Engineers Ponder Easier Fix To Internet Problem 75
Posted
by
Soulskill
from the have-you-tried-turning-it-off-and-then-on-again dept.
from the have-you-tried-turning-it-off-and-then-on-again dept.
itwbennett writes "The problem: Border Gateway Protocol (BGP) enables routers to communicate about the best path to other networks, but routers don't verify the route 'announcements.' When routing problems erupt, 'it's very difficult to tell if this is fat fingering on a router or malicious,' said Joe Gersch, chief operating officer for Secure64, a company that makes Domain Name System (DNS) server software. In a well-known incident, Pakistan Telecom made an error with BGP after Pakistan's government ordered in 2008 that ISPs block YouTube, which ended up knocking Google's service offline. A solution exists, but it's complex, and deployment has been slow. Now experts have found an easier way."
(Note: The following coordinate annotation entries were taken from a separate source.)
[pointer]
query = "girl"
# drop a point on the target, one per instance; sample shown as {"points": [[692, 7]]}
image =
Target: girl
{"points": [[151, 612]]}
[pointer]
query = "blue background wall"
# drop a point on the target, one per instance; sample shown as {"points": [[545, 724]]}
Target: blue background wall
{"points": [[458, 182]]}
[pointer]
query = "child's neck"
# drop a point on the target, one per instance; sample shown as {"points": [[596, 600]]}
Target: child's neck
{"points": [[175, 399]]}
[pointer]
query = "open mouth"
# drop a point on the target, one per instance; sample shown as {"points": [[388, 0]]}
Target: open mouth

Problem (Score:5, Insightful)
So they've finally solved the problem of repressive governments disconnecting citizens from the internet, preventing the free flow of information, being co-opted by large corporations, and a litany of jurisdictional issues that have caused many people's lives to be ruined?
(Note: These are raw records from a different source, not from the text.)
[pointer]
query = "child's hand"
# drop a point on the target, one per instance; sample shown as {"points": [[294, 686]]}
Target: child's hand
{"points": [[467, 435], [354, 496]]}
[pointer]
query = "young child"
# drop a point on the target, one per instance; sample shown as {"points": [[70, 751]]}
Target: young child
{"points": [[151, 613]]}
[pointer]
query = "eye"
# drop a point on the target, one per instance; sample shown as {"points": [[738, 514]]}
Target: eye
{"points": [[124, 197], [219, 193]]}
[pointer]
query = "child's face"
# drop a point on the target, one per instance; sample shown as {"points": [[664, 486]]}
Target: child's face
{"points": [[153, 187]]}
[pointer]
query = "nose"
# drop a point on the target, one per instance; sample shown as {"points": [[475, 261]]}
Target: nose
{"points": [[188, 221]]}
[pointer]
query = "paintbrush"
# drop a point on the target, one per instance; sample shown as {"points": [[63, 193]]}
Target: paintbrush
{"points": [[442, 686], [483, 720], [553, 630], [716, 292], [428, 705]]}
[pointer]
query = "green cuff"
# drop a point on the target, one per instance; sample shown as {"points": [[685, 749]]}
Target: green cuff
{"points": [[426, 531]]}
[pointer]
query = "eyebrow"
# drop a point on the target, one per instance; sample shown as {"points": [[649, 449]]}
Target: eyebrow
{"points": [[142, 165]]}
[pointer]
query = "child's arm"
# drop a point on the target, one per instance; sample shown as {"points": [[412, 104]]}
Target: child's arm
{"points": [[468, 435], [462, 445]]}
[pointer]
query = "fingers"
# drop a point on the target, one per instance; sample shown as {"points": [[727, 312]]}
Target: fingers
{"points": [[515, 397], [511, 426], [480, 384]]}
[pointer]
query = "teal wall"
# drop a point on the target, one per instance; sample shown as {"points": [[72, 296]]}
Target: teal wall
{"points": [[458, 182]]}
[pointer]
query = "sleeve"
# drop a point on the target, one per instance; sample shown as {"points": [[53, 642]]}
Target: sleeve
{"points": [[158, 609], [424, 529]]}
"No, they just made it so this can only be done by those people, and not your people. Our people are, of course, better than your people, being authoritative, responsible, and all of that."
Solution is called Rover, Uses Reverse DNS (Score:5, Insightful)
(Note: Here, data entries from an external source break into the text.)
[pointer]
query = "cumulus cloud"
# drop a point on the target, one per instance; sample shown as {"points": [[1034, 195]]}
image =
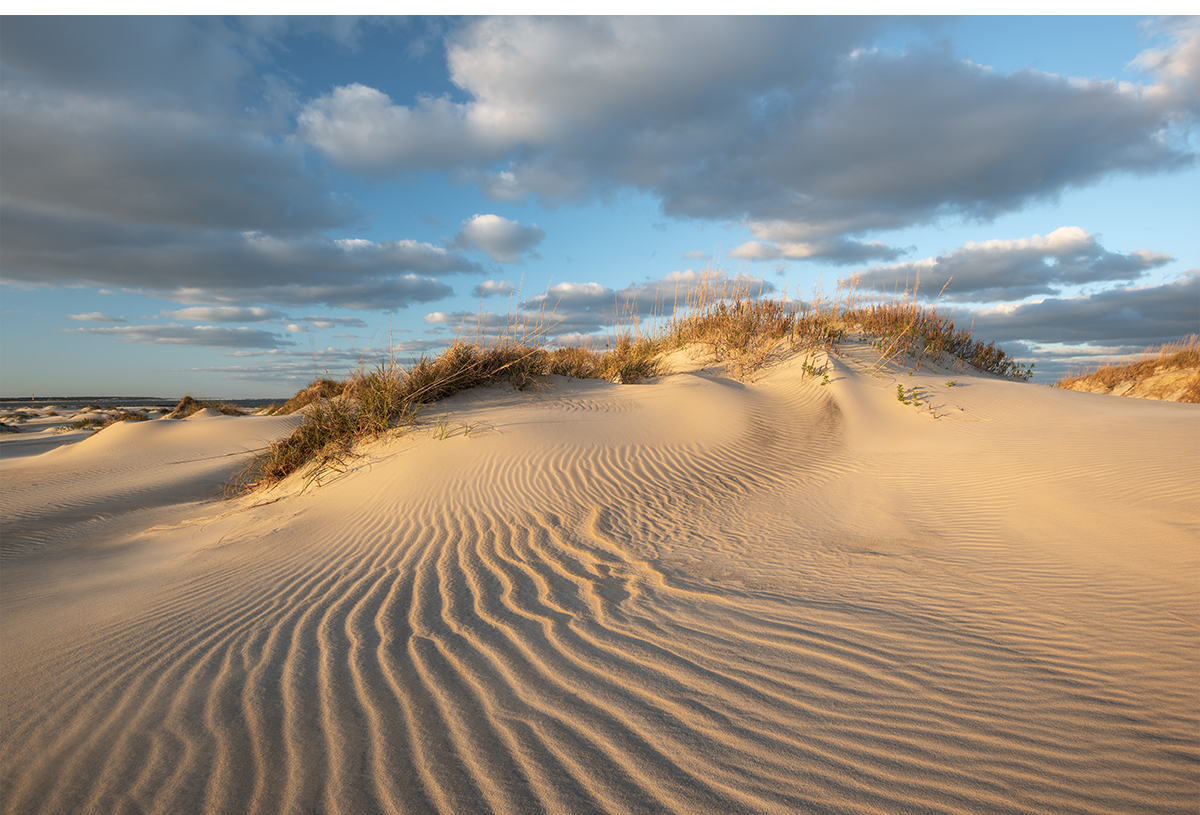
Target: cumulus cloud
{"points": [[1129, 316], [46, 247], [837, 251], [155, 155], [97, 317], [324, 323], [503, 240], [226, 315], [789, 120], [591, 306], [210, 336], [1017, 269], [493, 287]]}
TFA wasn't very detailed either, but it mentions that the new protocol is called Rover. Project website is here. [secure64.com] The short summary is that you can use Reverse DNS to advertise the BGP Autonomous System Number (ASN) that's authoritative for your block of address space, and use DNSSEC to protect the Reverse DNS tree. If somebody else starts advertising that they've got a route to your address block, routers (or route servers sitting next to the routers, because your standard router doesn't actually know how to do this) can verify whether that's correct.